Le sommet de deux jours de l’OTAN débute à Vilnius, le secrétaire général Jens Stoltenberg appelant à l’unité de l’Ukraine dans toute l’alliance.

L’éventuelle future adhésion de l’Ukraine est en tête de l’ordre du jour alors que les dirigeants de l’OTAN se réunissent pour un sommet de deux jours à Vilnius, en Lituanie.

Individuellement, les membres de l’alliance continuent d’apporter un soutien militaire à l’Ukraine, et bien qu’il y ait un large soutien à l’éventuelle adhésion de Kiev, il n’y a toujours pas de calendrier.

L’Ukraine espère au moins des garanties de sécurité solides. Le secrétaire général de l’OTAN, Jens Stoltenberg, pousse à une démonstration d’unité.

« La tâche la plus urgente est maintenant de faire en sorte que l’Ukraine prévale en tant que nation souveraine et indépendante en Europe. Car à moins que l’Ukraine ne l’emporte, il n’y a aucune question d’adhésion à discuter du tout », a déclaré Stoltenberg dans la capitale lituanienne.

Les dirigeants de l’OTAN à Vilnius devraient approuver de nouveaux plans de défense au cas où le président russe Vladimir Poutine tenterait d’étendre la guerre de Moscou au-delà de l’Ukraine et vers l’ouest en territoire allié.

L’adhésion de la Suède à l’alliance des 31 nations fait également l’objet de discussions. Avant de se rendre à Vilnius, le président turc Recep Tayyip Erdoğan a déclaré qu’il envisagerait d’approuver la demande d’adhésion de la Suède, en échange de l’adhésion de la Turquie à l’Union européenne. Cependant, cette offre a été rapidement écrasée par Bruxelles.

Erdoğan a bloqué l’adhésion de la Suède à l’OTAN, affirmant que Stockholm ne parvient pas à réprimer les militants kurdes en Suède, qu’Ankara considère comme une menace pour la sécurité nationale de la Turquie.

Adhésion de l’Ukraine à l’OTAN

Le point le plus important à l’ordre du jour de l’OTAN est ce qu’il faut faire à propos de l’Ukraine. Le président américain George W. Bush a mené la charge en 2008, promettant que l’Ukraine deviendrait un jour membre.

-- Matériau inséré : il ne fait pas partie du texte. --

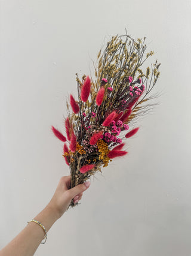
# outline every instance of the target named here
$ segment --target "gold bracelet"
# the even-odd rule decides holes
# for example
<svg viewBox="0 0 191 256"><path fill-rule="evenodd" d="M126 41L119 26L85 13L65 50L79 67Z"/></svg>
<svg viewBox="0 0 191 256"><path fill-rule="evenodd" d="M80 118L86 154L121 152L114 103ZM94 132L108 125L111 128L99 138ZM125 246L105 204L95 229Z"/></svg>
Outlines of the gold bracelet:
<svg viewBox="0 0 191 256"><path fill-rule="evenodd" d="M36 219L31 219L31 221L27 221L27 223L29 223L29 222L30 222L31 221L33 221L34 222L36 222L36 223L37 223L38 224L39 224L42 228L43 228L43 230L45 231L45 236L44 236L44 239L44 239L45 238L46 239L45 239L45 242L41 242L41 243L45 243L45 242L46 242L46 241L47 241L47 230L46 230L46 228L44 227L44 226L42 224L42 223L41 223L39 221L36 221ZM42 240L43 240L42 239Z"/></svg>

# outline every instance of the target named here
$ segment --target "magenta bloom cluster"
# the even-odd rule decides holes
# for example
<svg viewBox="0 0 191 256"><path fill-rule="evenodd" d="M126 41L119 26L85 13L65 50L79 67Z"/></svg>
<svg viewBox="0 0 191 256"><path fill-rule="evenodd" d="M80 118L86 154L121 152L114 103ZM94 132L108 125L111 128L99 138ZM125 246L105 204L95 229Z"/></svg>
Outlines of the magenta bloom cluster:
<svg viewBox="0 0 191 256"><path fill-rule="evenodd" d="M117 122L113 121L110 125L109 131L107 131L104 134L104 141L108 143L113 142L121 143L122 140L117 138L116 136L119 135L122 131L127 130L128 128L128 125L123 125L123 122L121 120Z"/></svg>

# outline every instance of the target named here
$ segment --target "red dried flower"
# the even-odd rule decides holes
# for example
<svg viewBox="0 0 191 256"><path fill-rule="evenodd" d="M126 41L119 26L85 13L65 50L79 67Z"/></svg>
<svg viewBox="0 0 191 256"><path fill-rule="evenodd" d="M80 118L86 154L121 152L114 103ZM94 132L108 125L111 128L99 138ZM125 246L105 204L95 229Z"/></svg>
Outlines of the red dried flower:
<svg viewBox="0 0 191 256"><path fill-rule="evenodd" d="M82 87L81 97L81 100L84 102L86 102L88 100L91 89L91 80L88 76L84 83Z"/></svg>
<svg viewBox="0 0 191 256"><path fill-rule="evenodd" d="M139 127L137 127L127 132L125 135L125 138L130 138L130 137L133 136L136 132L137 132L138 129Z"/></svg>
<svg viewBox="0 0 191 256"><path fill-rule="evenodd" d="M99 89L97 94L96 98L96 104L98 106L100 106L102 103L104 93L105 93L105 89L104 87L101 87L101 88Z"/></svg>
<svg viewBox="0 0 191 256"><path fill-rule="evenodd" d="M96 166L96 164L89 164L87 165L84 165L82 166L80 169L79 169L79 171L81 173L87 173L88 171L90 171L90 170L93 169L93 168L94 168Z"/></svg>
<svg viewBox="0 0 191 256"><path fill-rule="evenodd" d="M94 145L97 143L98 140L101 137L102 134L102 131L100 131L98 133L95 133L90 138L90 145Z"/></svg>
<svg viewBox="0 0 191 256"><path fill-rule="evenodd" d="M116 112L113 111L106 118L104 122L103 123L103 125L104 127L108 127L110 123L113 121L115 117L116 116Z"/></svg>
<svg viewBox="0 0 191 256"><path fill-rule="evenodd" d="M69 150L66 143L64 144L64 153L69 153Z"/></svg>
<svg viewBox="0 0 191 256"><path fill-rule="evenodd" d="M109 158L115 158L115 157L118 156L123 156L124 155L127 155L127 151L112 150L107 154L107 156L109 156Z"/></svg>
<svg viewBox="0 0 191 256"><path fill-rule="evenodd" d="M67 159L66 157L64 157L64 159L65 159L66 164L67 165L69 165L70 164L69 164L69 163L68 162L68 161L67 161Z"/></svg>
<svg viewBox="0 0 191 256"><path fill-rule="evenodd" d="M56 129L53 126L52 126L51 129L55 136L59 138L59 140L61 140L63 142L65 142L66 141L66 137L64 137L58 130Z"/></svg>
<svg viewBox="0 0 191 256"><path fill-rule="evenodd" d="M70 105L72 109L72 110L75 114L77 114L79 111L79 107L78 104L75 100L73 97L70 94Z"/></svg>
<svg viewBox="0 0 191 256"><path fill-rule="evenodd" d="M122 149L124 147L124 146L125 146L125 143L121 143L119 145L116 146L116 147L113 147L113 149L112 149L112 150L120 150L121 149Z"/></svg>
<svg viewBox="0 0 191 256"><path fill-rule="evenodd" d="M70 149L72 152L75 152L76 151L76 138L73 131L72 134L71 142L70 144Z"/></svg>
<svg viewBox="0 0 191 256"><path fill-rule="evenodd" d="M127 112L125 112L123 116L121 118L120 120L122 122L126 122L130 115L131 114L131 109L129 109Z"/></svg>
<svg viewBox="0 0 191 256"><path fill-rule="evenodd" d="M65 121L65 128L66 128L66 132L67 135L67 138L68 140L70 140L71 136L70 136L70 124L69 118L67 118Z"/></svg>

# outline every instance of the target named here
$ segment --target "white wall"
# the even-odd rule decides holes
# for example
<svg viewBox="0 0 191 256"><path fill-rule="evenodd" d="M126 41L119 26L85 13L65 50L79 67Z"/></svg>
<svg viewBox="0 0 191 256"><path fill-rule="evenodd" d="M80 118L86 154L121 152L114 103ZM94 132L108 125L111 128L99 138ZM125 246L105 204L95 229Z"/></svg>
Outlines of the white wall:
<svg viewBox="0 0 191 256"><path fill-rule="evenodd" d="M64 132L75 73L127 28L162 63L160 105L35 255L191 255L190 11L189 0L1 1L0 248L69 174L51 125Z"/></svg>

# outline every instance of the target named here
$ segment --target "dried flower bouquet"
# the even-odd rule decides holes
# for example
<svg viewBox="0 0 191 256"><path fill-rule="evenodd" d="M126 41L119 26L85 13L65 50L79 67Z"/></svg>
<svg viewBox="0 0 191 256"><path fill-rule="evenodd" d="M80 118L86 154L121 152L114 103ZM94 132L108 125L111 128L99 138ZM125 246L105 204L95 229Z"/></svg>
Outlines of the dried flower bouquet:
<svg viewBox="0 0 191 256"><path fill-rule="evenodd" d="M135 41L127 34L112 37L94 64L96 79L84 75L81 80L76 74L78 98L70 95L70 104L67 103L66 137L51 127L64 142L63 156L70 167L71 188L101 171L113 158L125 155L125 142L138 130L130 129L130 124L155 105L144 103L155 98L148 95L159 77L161 64L156 60L152 71L148 67L143 73L140 67L154 53L145 53L145 39ZM76 204L72 200L70 206Z"/></svg>

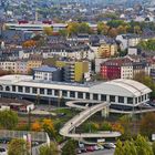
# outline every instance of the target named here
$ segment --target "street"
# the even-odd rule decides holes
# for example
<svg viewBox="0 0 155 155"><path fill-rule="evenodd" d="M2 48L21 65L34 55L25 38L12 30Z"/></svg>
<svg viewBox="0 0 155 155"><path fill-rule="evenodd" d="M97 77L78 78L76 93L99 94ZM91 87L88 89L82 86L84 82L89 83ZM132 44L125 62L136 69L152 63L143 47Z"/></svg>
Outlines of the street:
<svg viewBox="0 0 155 155"><path fill-rule="evenodd" d="M114 155L114 149L89 152L89 153L84 153L82 155Z"/></svg>

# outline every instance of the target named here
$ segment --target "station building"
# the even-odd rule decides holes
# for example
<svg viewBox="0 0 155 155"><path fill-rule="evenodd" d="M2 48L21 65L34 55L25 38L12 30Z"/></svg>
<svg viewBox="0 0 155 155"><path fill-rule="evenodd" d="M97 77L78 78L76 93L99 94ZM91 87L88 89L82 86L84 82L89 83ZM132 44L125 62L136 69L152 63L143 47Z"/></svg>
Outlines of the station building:
<svg viewBox="0 0 155 155"><path fill-rule="evenodd" d="M0 95L3 97L58 101L64 99L110 102L113 107L132 108L149 101L151 89L125 79L100 83L64 83L33 80L30 75L4 75L0 78Z"/></svg>

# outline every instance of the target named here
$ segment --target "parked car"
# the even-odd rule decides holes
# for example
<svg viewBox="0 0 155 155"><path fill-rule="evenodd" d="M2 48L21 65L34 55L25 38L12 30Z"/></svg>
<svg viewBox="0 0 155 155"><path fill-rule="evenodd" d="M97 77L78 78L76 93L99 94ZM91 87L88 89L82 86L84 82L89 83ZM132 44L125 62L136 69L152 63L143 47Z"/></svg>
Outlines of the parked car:
<svg viewBox="0 0 155 155"><path fill-rule="evenodd" d="M6 148L0 147L0 155L8 155L7 149L6 149Z"/></svg>
<svg viewBox="0 0 155 155"><path fill-rule="evenodd" d="M82 153L86 153L86 152L87 152L85 147L80 148L80 151L81 151Z"/></svg>
<svg viewBox="0 0 155 155"><path fill-rule="evenodd" d="M113 143L105 143L104 147L107 148L107 149L111 149L111 148L115 148L116 146Z"/></svg>
<svg viewBox="0 0 155 155"><path fill-rule="evenodd" d="M86 151L87 151L87 152L94 152L95 149L94 149L93 146L87 146L87 147L86 147Z"/></svg>
<svg viewBox="0 0 155 155"><path fill-rule="evenodd" d="M100 149L97 145L94 145L93 147L94 147L95 151Z"/></svg>
<svg viewBox="0 0 155 155"><path fill-rule="evenodd" d="M78 148L76 149L76 154L81 154L82 152L81 152L81 149L80 148Z"/></svg>
<svg viewBox="0 0 155 155"><path fill-rule="evenodd" d="M99 147L99 149L101 149L101 151L103 151L104 149L104 146L102 146L102 145L97 145L97 147Z"/></svg>

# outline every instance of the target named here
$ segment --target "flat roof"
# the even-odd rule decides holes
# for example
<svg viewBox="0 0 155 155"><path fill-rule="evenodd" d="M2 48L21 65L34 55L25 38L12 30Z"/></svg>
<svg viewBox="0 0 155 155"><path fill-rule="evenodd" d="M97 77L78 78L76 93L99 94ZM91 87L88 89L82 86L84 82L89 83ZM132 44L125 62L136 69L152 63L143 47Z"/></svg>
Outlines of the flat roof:
<svg viewBox="0 0 155 155"><path fill-rule="evenodd" d="M80 84L80 83L32 80L32 76L30 75L4 75L0 78L0 84L90 92L97 94L110 94L130 97L136 97L152 92L152 90L146 85L136 82L134 80L127 79L117 79L108 82L89 82Z"/></svg>

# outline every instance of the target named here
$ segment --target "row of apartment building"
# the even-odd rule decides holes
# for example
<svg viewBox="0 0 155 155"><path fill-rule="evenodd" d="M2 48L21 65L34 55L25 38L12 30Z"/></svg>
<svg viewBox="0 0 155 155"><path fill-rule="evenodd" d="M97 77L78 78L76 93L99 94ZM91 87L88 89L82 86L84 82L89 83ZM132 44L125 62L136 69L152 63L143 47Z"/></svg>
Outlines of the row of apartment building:
<svg viewBox="0 0 155 155"><path fill-rule="evenodd" d="M0 69L17 74L30 74L33 70L37 71L37 80L40 78L44 80L45 78L42 76L45 76L48 71L53 71L53 68L44 68L42 66L44 60L40 55L33 55L29 60L2 61L0 62ZM89 61L58 60L55 62L55 69L56 68L62 71L60 81L65 82L82 82L84 76L91 73L91 62Z"/></svg>
<svg viewBox="0 0 155 155"><path fill-rule="evenodd" d="M137 73L145 72L151 75L152 69L155 69L155 61L133 61L130 58L111 59L100 66L100 74L103 79L133 79Z"/></svg>

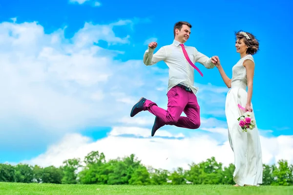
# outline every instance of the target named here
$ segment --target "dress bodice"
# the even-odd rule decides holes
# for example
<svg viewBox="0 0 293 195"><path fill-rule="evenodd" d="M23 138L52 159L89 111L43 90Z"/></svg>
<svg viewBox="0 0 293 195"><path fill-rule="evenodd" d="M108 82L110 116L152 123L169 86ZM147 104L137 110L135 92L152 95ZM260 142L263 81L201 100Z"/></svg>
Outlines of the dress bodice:
<svg viewBox="0 0 293 195"><path fill-rule="evenodd" d="M232 68L232 79L231 87L241 87L246 90L247 87L247 76L246 69L243 66L243 62L245 60L251 60L254 62L253 57L250 54L247 55L237 62Z"/></svg>

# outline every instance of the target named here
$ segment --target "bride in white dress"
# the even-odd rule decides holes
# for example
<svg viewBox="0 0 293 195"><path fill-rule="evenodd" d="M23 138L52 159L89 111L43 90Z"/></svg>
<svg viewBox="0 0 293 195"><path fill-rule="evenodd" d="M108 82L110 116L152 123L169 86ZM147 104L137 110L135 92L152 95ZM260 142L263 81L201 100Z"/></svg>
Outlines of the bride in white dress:
<svg viewBox="0 0 293 195"><path fill-rule="evenodd" d="M262 183L262 152L257 126L247 132L243 132L237 118L245 111L252 112L251 119L255 120L251 102L254 71L252 55L258 51L259 43L251 33L239 31L235 33L236 52L240 59L232 68L232 78L225 74L218 58L216 65L228 88L225 112L228 127L228 136L234 152L235 171L233 179L235 186L257 186ZM246 91L246 88L248 91ZM244 107L243 110L238 104Z"/></svg>

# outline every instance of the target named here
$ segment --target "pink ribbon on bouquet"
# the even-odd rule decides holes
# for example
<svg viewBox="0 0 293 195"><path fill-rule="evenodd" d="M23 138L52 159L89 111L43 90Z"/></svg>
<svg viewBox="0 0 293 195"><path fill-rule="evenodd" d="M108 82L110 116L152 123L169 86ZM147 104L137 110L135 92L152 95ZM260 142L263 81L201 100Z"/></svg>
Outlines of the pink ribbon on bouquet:
<svg viewBox="0 0 293 195"><path fill-rule="evenodd" d="M245 108L242 107L241 106L240 106L240 104L238 104L238 108L241 109L243 109L243 110L245 111Z"/></svg>

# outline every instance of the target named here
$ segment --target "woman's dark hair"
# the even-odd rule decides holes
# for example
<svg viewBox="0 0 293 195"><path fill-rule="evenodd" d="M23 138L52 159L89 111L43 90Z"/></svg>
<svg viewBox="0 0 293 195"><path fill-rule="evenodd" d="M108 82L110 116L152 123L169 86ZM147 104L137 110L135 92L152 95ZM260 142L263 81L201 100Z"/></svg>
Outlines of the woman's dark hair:
<svg viewBox="0 0 293 195"><path fill-rule="evenodd" d="M254 55L259 50L259 41L251 33L240 30L235 32L235 36L236 40L243 38L245 44L248 46L247 54Z"/></svg>

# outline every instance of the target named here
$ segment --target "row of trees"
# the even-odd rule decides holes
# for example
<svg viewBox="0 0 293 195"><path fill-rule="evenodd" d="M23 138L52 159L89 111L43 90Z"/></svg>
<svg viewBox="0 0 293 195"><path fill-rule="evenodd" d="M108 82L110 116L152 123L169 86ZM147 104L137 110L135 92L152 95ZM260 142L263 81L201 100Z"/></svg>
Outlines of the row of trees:
<svg viewBox="0 0 293 195"><path fill-rule="evenodd" d="M93 151L85 157L68 159L60 167L42 168L19 164L0 164L0 182L56 184L176 185L234 184L235 167L224 167L212 157L189 169L169 172L146 167L134 154L106 162L104 154ZM280 160L277 166L263 165L263 185L293 185L293 165Z"/></svg>

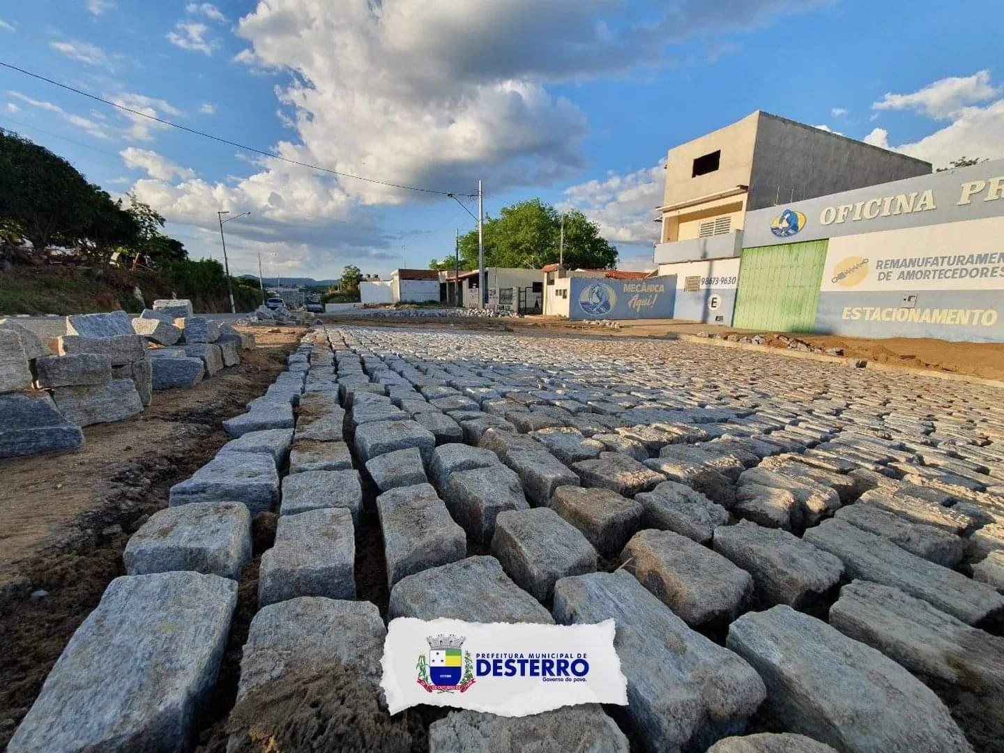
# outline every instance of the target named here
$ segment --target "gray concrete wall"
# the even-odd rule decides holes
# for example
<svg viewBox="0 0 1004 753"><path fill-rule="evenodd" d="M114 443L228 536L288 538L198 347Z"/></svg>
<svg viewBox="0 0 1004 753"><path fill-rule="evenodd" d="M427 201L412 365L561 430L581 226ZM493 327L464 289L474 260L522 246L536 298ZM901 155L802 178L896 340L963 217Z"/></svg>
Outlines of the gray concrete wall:
<svg viewBox="0 0 1004 753"><path fill-rule="evenodd" d="M760 112L747 211L931 173L931 165Z"/></svg>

Maintenant, le pays essaie de repousser une invasion à grande échelle par le vieil ennemi de l’OTAN, la Russie. L’Occident pense que l’Ukraine défend ses intérêts et que les pays déversent des milliards d’aide, de soutien économique et militaire.

L’OTAN n’est pas encore prête à entamer des négociations d’adhésion avec l’Ukraine. Mais il aide à former et à moderniser ses forces armées et ses institutions de sécurité pour s’assurer que le pays puisse prendre sa place dans les rangs de l’OTAN après la fin de la guerre. Le sommet verra la création d’un nouveau forum de consultations — le Conseil OTAN-Ukraine.

Garanties de sécurité

Ce n’est pas vraiment un sujet pour l’OTAN – plus pour les alliés individuels – mais il est sur le point de dominer les pourparlers à Vilnius.

L’OTAN et ses partenaires occidentaux discutent des moyens de protéger l’Ukraine après la guerre contre une future invasion. L’adhésion à l’OTAN offre une protection absolue « tous pour un, un pour tous », mais les 31 pays doivent s’entendre à l’unanimité pour laisser entrer l’Ukraine, et ils ne sont pas unis sur ce point.

À défaut, des alliés majeurs comme les États-Unis, le Royaume-Uni, la France et l’Allemagne pourraient s’engager à protéger le pays d’une autre attaque. L’OTAN et l’Union européenne soutiendraient cette protection militaire avec plus d’argent et d’autres formes d’aide.

Il est peu probable que des conclusions soient tirées à Vilnius, mais le sommet est un moment important pour les dirigeants pour préciser à quoi pourraient ressembler ces garanties.